List of issues with severity tuned in release 140
List of issues with severity changed from CRITICAL to WARNING
- Frequent TCP fails
- Elasticsearch is rejecting bulk and index requests
- Permanent TCP retransmissions
- Frequent TCP errors
- System load too high
- Abnormally high backend commit duration (more than 5 seconds).
- Abnormally high snapshot duration (more than 5 seconds).
- Usage of open file descriptors is critical.
- Proposals being applied, started to fall, in last minute.
- Failed proposals started to rise, in last minute.

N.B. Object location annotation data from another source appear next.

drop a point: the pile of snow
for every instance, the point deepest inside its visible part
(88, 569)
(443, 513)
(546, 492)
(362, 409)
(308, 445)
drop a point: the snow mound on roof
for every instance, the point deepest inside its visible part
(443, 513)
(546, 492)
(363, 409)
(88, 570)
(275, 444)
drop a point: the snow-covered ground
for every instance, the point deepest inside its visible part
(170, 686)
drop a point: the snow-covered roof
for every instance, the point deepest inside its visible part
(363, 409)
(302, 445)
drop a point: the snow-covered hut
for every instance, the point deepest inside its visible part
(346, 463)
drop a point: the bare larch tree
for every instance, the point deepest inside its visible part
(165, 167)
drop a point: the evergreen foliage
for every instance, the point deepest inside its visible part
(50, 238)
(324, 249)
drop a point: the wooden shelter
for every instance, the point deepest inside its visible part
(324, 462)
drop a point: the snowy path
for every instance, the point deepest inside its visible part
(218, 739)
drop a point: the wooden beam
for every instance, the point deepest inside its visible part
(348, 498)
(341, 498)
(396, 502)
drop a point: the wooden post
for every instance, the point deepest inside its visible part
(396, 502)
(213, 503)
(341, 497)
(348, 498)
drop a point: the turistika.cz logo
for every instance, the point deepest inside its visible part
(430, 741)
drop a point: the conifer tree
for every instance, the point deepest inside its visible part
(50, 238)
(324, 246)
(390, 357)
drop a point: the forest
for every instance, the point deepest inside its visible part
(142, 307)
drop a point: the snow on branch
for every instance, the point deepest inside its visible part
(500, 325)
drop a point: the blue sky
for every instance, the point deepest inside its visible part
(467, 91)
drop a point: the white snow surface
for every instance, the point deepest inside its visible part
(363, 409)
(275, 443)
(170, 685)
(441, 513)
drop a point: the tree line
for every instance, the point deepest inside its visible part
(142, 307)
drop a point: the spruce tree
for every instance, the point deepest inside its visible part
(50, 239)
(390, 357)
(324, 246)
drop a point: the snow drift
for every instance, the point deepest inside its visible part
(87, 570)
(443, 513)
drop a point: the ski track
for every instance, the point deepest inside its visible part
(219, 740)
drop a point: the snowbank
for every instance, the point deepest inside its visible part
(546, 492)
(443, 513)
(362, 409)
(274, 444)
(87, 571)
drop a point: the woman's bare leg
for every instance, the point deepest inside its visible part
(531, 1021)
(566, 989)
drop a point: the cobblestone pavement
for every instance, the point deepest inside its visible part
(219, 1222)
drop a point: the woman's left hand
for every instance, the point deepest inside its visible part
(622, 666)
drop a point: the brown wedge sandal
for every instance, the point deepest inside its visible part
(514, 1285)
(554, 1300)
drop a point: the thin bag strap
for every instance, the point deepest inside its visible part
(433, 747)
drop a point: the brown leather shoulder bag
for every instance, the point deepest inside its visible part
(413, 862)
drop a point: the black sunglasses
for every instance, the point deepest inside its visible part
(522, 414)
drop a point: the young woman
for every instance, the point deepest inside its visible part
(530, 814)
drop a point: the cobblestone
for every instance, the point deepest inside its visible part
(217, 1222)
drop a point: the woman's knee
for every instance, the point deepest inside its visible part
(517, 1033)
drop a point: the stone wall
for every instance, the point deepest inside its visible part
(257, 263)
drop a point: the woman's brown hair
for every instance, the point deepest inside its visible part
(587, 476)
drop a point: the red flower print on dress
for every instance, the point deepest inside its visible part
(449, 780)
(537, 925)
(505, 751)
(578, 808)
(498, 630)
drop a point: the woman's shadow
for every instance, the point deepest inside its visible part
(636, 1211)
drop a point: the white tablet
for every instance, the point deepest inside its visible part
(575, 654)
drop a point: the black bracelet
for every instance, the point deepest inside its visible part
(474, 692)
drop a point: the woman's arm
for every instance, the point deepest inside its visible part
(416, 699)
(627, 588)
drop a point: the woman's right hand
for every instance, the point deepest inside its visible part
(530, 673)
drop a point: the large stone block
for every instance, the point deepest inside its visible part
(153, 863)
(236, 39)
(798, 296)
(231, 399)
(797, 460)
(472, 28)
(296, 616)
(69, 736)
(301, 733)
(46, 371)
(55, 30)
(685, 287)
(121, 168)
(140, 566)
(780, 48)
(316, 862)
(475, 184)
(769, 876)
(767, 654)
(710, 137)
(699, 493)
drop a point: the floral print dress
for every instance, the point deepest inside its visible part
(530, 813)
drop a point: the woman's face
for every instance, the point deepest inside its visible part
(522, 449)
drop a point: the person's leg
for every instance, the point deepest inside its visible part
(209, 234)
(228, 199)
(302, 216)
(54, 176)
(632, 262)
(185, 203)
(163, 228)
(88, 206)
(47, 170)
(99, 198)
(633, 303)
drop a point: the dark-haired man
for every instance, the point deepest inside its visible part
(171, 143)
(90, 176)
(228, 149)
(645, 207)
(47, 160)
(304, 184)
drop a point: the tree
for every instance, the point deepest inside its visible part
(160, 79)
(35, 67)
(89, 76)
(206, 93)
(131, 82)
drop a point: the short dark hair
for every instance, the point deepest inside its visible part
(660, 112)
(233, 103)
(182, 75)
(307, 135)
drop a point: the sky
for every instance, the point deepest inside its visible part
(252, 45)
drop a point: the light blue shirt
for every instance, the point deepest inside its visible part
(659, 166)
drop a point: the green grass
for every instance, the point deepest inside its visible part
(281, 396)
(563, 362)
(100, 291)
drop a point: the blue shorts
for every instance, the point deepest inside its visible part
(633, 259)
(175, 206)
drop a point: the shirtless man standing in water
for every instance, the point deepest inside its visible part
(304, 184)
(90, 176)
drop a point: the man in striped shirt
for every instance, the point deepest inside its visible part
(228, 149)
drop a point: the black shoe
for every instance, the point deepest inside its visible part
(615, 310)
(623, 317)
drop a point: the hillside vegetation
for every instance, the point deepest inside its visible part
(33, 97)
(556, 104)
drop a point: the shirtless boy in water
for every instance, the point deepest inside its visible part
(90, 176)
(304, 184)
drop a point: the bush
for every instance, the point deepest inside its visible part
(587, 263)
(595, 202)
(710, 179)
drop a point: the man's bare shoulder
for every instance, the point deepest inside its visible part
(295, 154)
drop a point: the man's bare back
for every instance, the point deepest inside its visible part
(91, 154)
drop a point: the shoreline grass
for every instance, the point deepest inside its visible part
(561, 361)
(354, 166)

- Redis is rejecting connections
- Thread creation is failing. (Varnish)
- Varnish is out of worker threads, it is queueing up requests.
- Flush all command executed.
- Region server block cache hit ratio is as follows 40%.
- Blocked Threadpools
- Dropped Messages
- Number of queued requests is larger than 500.

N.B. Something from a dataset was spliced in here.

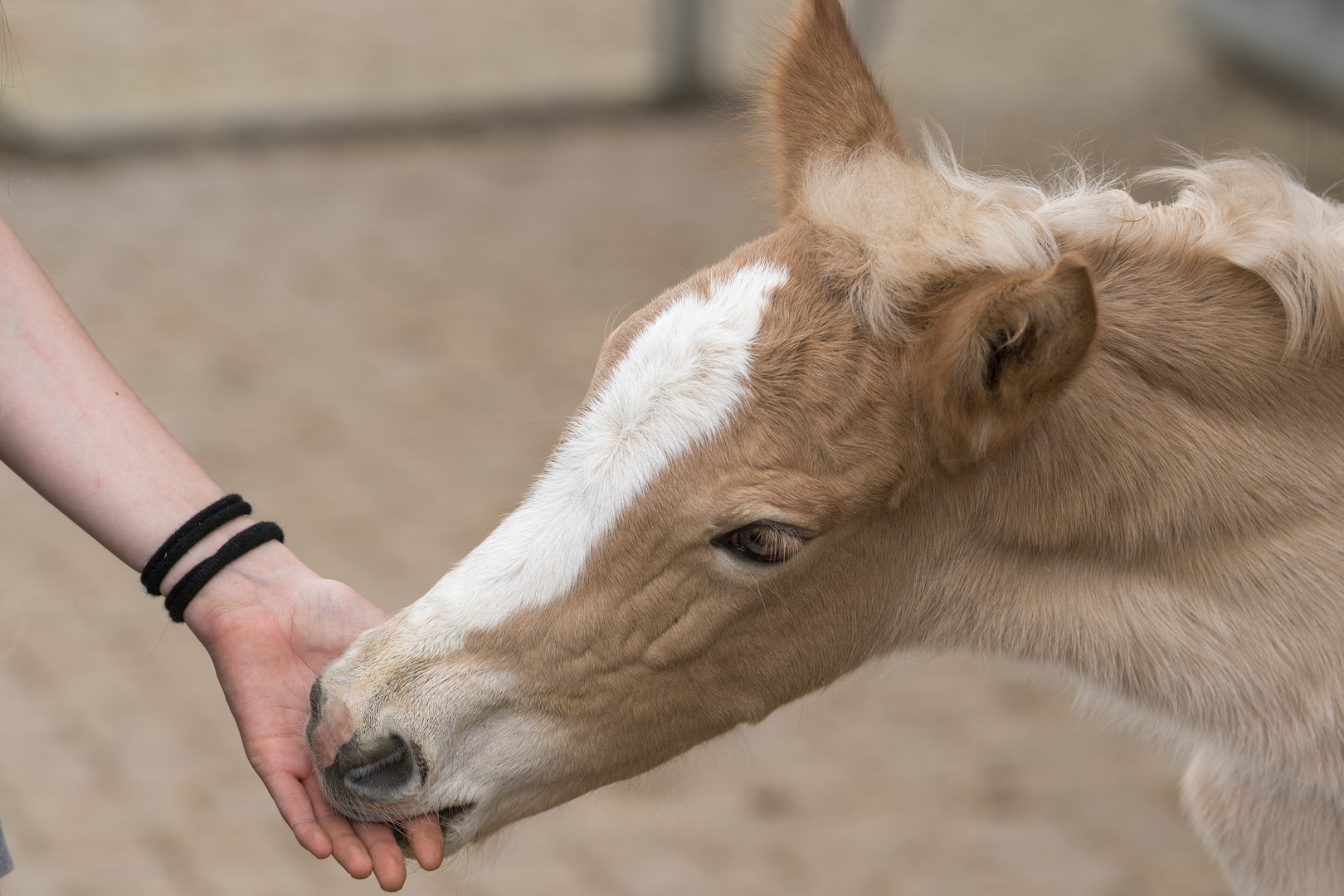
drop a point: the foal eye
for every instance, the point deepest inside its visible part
(762, 542)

- Too much memory used for the Elasticsearch heap leaving not enough memory for Lucene
- Elasticsearch node status is RED
- Elasticsearch node is at the capacity limit
- Heap usage above 95%
- Elasticsearch node is at the capacity limit while relocating/rebalancing
- DL queue size is growing
- Queue is filling
- RabbitMQ Erlang Processes count is critical on node
- RabbitMQ File Descriptors Usage is critical on node
- HAProxy frontend session usage is bigger than 95%
- Resource manager is reporting lost node(s)
- Spark standalone master is reporting dead worker(s)
- Scheduling delay is increasing too fast thus application is falling behind
- Scheduling delay is too high and application is lagging
- Kafka request handler thread is under high load
- Kafka network thread is under high load
- Kafka under-replicated partition
- Maximum request latency is high. (more than 100ms).
- Garbage Collection Activity High (when GC time is less than 80%)
List of issues with severity changed from WARNING to CRITICAL
- CPU credit balance reached zero for this RDS instance.